Convicted “Millennium Bomber” Ahmed Ressam, shown here in an undated FBI photograph, whose 22-year prison term was judged too lenient by a US appeals court, was re-sentenced on October 24, 2012 to 37 years behind bars for a foiled New Year's Eve 1999 plot to set off explosives at Los Angeles International Airport. — File Photo by Reuters

LOS ANGELES: A US judge jailed the so-called “Millennium bomber” for 37 years Wednesday for plotting to bomb Los Angeles airport on New Year's Eve 1999, but rejected calls for a life sentence.

Algerian al Qaeda member Ahmed Ressam, who was arrested as he entered the United States driving a car packed with explosives, was previously jailed for 22 years, but the sentence was quashed, twice, the last time in 2010.

In passing a sentence of 37 years, US District Judge John Coughenour in Seattle rebuffed the prosecution’s calls for Ressam to be jailed for 65 years to life.

He highlighted Ressam’s initial cooperation with prosecutors, including testifying against co-conspirator Mokhtar Haouari and identifying 9/11 conspirator Zacarias Moussaoui from a photograph.

“This case provokes our greatest fears,” said his 18-page sentencing order, posted online.

“Many, including the federal government, believe that Mr Ressam is a continuing threat and he should never see freedom again. But fear is not, nor has it ever been, the guide for a federal sentencing judge.”

Citing federal sentencing guidelines, he said the court was setting a sentence that was “sufficient, but not greater than necessary.”
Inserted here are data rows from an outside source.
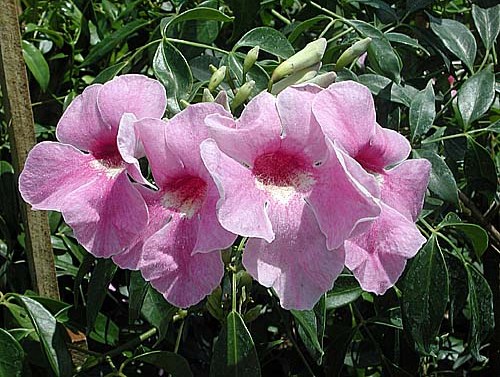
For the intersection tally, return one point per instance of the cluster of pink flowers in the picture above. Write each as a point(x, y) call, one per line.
point(308, 176)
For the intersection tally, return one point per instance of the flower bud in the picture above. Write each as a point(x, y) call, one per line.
point(242, 94)
point(207, 96)
point(250, 59)
point(308, 56)
point(324, 80)
point(356, 50)
point(217, 77)
point(299, 77)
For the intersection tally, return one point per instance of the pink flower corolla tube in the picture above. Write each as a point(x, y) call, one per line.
point(346, 113)
point(292, 192)
point(179, 250)
point(84, 175)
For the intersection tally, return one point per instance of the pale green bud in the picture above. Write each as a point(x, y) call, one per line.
point(353, 52)
point(324, 80)
point(207, 96)
point(298, 77)
point(242, 94)
point(250, 59)
point(217, 77)
point(308, 56)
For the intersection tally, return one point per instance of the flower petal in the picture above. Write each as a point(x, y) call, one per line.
point(100, 214)
point(82, 126)
point(296, 264)
point(241, 208)
point(339, 198)
point(346, 113)
point(136, 94)
point(404, 187)
point(386, 147)
point(377, 258)
point(256, 132)
point(52, 171)
point(167, 262)
point(301, 130)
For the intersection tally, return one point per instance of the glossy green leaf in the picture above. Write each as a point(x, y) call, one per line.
point(457, 38)
point(345, 290)
point(269, 40)
point(172, 69)
point(476, 95)
point(234, 351)
point(11, 355)
point(199, 13)
point(442, 182)
point(422, 111)
point(307, 321)
point(171, 363)
point(487, 21)
point(477, 235)
point(479, 168)
point(36, 64)
point(138, 288)
point(104, 47)
point(157, 311)
point(425, 297)
point(100, 279)
point(51, 338)
point(481, 308)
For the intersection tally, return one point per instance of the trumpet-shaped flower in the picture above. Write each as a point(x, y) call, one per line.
point(179, 250)
point(346, 113)
point(295, 194)
point(84, 175)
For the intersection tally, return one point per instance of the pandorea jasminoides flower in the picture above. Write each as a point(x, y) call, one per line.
point(84, 175)
point(346, 113)
point(179, 250)
point(290, 190)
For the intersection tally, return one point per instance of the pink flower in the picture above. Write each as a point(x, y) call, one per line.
point(178, 251)
point(91, 188)
point(346, 113)
point(290, 191)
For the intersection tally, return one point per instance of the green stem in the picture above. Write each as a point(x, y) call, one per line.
point(196, 44)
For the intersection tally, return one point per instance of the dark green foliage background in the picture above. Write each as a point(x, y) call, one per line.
point(438, 320)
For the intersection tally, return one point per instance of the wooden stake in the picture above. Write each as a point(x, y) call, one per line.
point(17, 105)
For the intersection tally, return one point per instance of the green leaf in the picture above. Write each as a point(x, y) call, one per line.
point(138, 288)
point(476, 95)
point(345, 290)
point(481, 307)
point(11, 355)
point(479, 168)
point(100, 279)
point(172, 69)
point(170, 362)
point(269, 40)
point(36, 64)
point(51, 338)
point(234, 351)
point(487, 22)
point(199, 13)
point(457, 38)
point(305, 25)
point(157, 311)
point(425, 297)
point(307, 321)
point(105, 46)
point(380, 51)
point(422, 111)
point(441, 182)
point(477, 235)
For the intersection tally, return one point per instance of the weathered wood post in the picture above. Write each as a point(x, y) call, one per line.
point(17, 105)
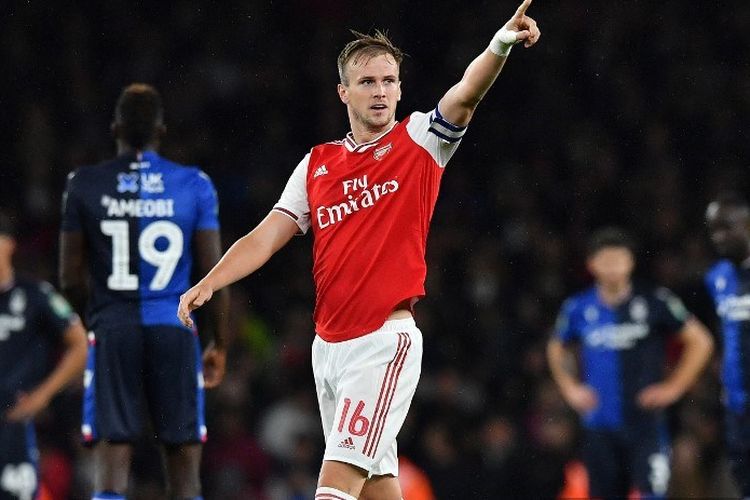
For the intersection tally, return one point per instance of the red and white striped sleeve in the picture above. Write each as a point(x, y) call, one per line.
point(435, 134)
point(293, 202)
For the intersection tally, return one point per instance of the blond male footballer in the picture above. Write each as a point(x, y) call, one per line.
point(368, 199)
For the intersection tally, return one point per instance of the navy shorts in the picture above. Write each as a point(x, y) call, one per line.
point(138, 372)
point(738, 444)
point(619, 462)
point(18, 461)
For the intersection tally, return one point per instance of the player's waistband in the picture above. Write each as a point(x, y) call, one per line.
point(397, 325)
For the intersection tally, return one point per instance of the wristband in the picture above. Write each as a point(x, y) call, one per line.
point(502, 42)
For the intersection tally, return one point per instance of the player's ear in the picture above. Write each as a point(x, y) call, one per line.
point(343, 93)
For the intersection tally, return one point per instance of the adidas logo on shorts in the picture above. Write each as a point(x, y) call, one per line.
point(321, 170)
point(347, 443)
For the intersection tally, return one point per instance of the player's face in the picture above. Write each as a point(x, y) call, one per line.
point(728, 228)
point(612, 266)
point(372, 92)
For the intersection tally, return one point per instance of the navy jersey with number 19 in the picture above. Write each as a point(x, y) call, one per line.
point(139, 214)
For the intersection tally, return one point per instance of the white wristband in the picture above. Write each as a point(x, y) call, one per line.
point(502, 42)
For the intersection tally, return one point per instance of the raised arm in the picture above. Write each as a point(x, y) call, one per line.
point(244, 257)
point(458, 104)
point(207, 248)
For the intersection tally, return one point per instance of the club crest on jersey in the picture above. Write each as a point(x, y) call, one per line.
point(638, 309)
point(321, 170)
point(131, 182)
point(152, 182)
point(379, 153)
point(127, 183)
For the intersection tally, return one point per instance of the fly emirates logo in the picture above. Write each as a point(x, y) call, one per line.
point(359, 195)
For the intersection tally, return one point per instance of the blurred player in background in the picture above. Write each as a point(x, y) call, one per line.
point(728, 282)
point(621, 329)
point(369, 199)
point(132, 229)
point(34, 322)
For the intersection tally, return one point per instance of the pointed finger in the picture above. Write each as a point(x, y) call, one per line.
point(522, 8)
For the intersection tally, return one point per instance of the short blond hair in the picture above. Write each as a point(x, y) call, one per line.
point(367, 46)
Ressam was arrested in November 1999 as he crossed the US-Canadian border with a carload of explosives that prosecutors said he planned to detonate at the busy Los Angeles airport in a spectacular eve-of-Millennium attack.

He was convicted of nine counts connected to the plot in April 2001, but sentencing was delayed until 2005 as US authorities sought his cooperation to help uncover information about other global terror suspects.

Ressam was eventually jailed for 22 years, but his sentence was vacated after he successfully challenged his conviction on one of the charges, relating to declarations made to customs officials, on technical grounds.

In January 2007, the Ninth US Circuit Court of Appeals in San Francisco upheld his appeal and ordered the entire sentence be sent back to a lower court for resentencing.

A judge upheld the 22-year sentence in 2008, prompting a new appeal by prosecutors, resulting in the sentence being quashed in February 2010.

Ressam initially cooperated with prosecutors in the years after his arrest, including helping them identify Moussaoui, a key figure in the September 11, 2001 attacks on the United States that killed nearly 3,000 people in New York, at the Pentagon and in Shanksville, Pennsylvania.

He said he had met Moussaoui at a training camp in Afghanistan, and provided “the government with a first-hand account of the inner workings of al Qaeda,” the judge noted.

Ressam stopped cooperating with prosecutors in 2004. In a statement earlier in the long-running case, Ressam explained that his decision to cooperate was made under duress -- and denied that he had ever killed anyone.

“The US attorney stated that I had killed women, children, etc. In fact I did not kill any human being. I am against killing innocent people of any gender, color or religion,” he said.

Prosecutors said they were weighing Coughenour's ruling, and did not rule out another appeal.

“Ahmed Ressam is a convicted terrorist who sought to kill innocent people gathered in a busy airport at the holidays. Only good fortune and alert officials disrupted his horrible plot,” said US Attorney Jenny Durkan.

“This case demonstrates the strength of our nation. We afforded a man who sought to do us the greatest harm the full due process of the law.”She vowed to ensure a “just result for the American people.”